Tecchio has a number of beers on tap, including Keegan’s Mother’s Milk stout and Old Capitol Ale from a local brewery in Kingston ($4 the glass). The wine list has an eye-grabbing promotion — the first bottle is half-price with the purchase of two dinners — but the excitement dies down when you look at the prices; for instance, $47 for a bottle of Merlot from California’s Blackstone Winery. (I’d rather have a list with wines that start in the $20s, no gimmicks, please.) But you can get a carafe of Creek Vineyards Cabernet Sauvignon or an Italian Merlot for $20.

 

As we moved on to the entrées, we found that the most successful by far was again a special.

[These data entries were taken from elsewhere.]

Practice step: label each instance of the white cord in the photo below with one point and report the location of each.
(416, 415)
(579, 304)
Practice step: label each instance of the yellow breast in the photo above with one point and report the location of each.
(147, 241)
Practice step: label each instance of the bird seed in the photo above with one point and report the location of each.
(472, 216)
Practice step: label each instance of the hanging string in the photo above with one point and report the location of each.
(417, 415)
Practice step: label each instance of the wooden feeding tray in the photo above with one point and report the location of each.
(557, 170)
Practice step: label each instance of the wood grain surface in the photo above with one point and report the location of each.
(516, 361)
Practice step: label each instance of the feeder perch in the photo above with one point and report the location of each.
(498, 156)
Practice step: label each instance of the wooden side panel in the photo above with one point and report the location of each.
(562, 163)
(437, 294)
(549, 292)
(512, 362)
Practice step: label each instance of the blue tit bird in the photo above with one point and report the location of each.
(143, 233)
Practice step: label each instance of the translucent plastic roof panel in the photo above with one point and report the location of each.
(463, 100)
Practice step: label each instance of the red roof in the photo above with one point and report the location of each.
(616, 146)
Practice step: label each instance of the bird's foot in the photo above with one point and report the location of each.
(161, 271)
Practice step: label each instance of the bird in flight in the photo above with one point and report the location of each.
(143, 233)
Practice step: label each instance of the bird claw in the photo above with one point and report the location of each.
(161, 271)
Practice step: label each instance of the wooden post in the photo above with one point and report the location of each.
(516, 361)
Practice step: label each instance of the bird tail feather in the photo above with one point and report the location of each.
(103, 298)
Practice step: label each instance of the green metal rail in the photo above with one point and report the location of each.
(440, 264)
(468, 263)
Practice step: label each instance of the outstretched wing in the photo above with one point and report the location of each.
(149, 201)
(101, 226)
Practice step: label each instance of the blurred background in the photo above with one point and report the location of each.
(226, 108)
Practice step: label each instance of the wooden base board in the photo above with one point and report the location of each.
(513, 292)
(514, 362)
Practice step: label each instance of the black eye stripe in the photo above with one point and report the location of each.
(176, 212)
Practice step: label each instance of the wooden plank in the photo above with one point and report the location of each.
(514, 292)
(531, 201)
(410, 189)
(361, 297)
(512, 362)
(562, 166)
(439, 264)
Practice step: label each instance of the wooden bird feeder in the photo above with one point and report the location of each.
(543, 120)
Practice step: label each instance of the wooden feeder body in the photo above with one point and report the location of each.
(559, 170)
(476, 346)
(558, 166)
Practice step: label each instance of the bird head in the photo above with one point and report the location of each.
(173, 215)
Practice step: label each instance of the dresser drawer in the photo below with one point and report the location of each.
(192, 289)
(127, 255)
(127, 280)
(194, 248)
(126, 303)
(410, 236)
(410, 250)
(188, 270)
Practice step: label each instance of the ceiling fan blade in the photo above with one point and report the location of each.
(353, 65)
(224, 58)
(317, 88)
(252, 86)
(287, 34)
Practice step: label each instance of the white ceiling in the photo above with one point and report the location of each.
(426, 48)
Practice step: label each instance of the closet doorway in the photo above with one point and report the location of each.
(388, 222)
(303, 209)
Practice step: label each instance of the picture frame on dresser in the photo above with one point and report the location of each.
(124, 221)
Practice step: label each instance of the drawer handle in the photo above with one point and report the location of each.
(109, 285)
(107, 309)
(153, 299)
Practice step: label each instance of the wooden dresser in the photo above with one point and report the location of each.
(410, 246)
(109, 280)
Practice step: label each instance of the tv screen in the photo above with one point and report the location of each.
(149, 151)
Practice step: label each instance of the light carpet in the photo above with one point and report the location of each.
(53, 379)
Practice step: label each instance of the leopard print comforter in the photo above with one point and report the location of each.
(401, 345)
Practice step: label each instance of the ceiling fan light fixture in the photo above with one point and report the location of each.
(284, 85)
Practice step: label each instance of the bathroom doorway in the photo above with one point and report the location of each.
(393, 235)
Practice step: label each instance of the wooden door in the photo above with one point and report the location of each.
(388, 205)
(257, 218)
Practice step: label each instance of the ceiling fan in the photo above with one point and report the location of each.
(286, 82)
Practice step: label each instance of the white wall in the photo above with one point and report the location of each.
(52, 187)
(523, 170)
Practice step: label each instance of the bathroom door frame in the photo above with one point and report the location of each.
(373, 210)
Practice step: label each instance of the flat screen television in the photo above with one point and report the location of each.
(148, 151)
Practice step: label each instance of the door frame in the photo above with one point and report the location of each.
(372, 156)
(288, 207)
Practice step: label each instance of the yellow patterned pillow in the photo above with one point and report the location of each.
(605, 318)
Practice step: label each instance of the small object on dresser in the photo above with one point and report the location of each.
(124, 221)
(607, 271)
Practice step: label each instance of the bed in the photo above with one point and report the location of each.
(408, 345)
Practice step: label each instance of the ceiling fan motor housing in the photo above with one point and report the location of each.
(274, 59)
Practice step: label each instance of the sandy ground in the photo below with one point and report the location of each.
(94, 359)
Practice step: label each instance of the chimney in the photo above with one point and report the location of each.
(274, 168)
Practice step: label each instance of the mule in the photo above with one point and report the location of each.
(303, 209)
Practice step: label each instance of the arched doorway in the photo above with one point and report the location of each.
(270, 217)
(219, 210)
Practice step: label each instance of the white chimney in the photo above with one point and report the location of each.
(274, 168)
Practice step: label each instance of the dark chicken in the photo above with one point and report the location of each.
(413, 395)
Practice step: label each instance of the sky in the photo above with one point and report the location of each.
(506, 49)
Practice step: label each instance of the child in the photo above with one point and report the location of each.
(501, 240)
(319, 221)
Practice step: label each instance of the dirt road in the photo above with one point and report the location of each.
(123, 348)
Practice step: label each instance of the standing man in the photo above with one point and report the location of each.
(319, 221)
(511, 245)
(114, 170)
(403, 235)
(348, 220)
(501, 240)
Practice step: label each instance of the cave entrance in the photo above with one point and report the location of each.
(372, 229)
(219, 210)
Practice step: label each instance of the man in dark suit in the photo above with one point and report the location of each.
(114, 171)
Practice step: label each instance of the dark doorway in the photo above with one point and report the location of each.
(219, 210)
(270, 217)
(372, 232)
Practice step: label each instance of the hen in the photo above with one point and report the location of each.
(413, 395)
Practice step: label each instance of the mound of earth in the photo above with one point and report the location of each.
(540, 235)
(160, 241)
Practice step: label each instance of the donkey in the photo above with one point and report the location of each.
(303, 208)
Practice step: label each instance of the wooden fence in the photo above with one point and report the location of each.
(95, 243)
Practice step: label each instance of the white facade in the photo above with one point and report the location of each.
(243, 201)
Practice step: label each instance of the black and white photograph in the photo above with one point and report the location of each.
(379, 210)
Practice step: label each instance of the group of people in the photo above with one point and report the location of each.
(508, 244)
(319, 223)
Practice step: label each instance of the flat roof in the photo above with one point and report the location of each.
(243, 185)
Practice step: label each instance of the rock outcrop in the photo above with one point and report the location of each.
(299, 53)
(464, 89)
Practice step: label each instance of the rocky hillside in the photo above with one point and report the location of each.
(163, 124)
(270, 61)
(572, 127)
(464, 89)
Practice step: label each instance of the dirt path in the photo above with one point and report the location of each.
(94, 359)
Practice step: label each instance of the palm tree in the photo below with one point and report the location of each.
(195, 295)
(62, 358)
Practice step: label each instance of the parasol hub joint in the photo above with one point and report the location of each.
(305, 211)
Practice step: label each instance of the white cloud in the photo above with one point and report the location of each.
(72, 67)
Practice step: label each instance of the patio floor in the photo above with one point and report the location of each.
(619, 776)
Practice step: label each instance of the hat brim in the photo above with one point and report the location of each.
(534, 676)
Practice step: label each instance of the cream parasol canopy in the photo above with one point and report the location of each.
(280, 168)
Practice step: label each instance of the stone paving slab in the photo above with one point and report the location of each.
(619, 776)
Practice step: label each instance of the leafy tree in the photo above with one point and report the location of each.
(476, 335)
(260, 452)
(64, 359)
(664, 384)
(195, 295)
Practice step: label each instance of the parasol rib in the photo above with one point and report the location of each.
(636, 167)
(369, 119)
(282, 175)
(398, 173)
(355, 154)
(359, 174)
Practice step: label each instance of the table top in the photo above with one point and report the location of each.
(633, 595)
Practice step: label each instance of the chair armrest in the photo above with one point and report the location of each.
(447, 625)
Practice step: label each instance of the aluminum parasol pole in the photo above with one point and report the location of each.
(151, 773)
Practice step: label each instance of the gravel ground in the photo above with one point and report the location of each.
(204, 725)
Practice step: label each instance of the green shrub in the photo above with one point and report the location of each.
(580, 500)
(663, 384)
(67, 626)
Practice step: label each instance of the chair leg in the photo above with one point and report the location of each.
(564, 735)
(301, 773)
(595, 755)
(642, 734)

The handmade linguini was tender and full of character, covered with a flavorful pesto, and tossed with fresh shrimp and artichoke hearts ($18.99). There’s a whole section of the menu devoted to fresh, handmade pasta and risotto, all priced between $16.95 and $18.99, and these are the best bet. Some of the tantalizing items we did not sample were gnocchi amatriciana, with smoked bacon, onions, tomato, and basil ($16.95); tortellini filled with ricotta in wild porcini mushroom sauce ($17.95); and saffron risotto with bay scallops and black truffle oil ($18.95).

 

But we were trying to sample the range, and so tried the Napoli thin-crust grilled pizza ($13.95) with prosciutto, pesto, and fresh mozzarella, a  creation that was somewhat weighed down by too much salty tomato sauce. The fish section of the menu touted its sashimi-grade tuna with wasabi ($24.95), but failed to mention it was going to be served raw, along with greens and seaweed dressed with a balsamic soy vinaigrette. It was tasty, but if this is the kind of food you want, you’d probably go to a Japanese restaurant. (If you like, you can opt to have the fish seared.) The 16-ounce grilled ribeye ($26.95) was fine too, although the bourbon demi-glace tasted a little like barbecue sauce. Again, you’d probably be better off in a steakhouse.

 

Desserts were good. The German chocolate cake ($6.50), very generously sliced, seemed a little dry, but a rich, creamy chocolate truffle served cold with blueberries and a raspberry coulis ($10.99) was delicious, as was the slice of apple strudel with cinnamon and honey ($7.99).

 

I was struck by all the raves on the back of the menu. Tecchio is clearly capable of producing very good food — especially good Italian food. He should stop trying to be everything to everyone and do what he does best, with a shorter menu that he’s truly enthusiastic about.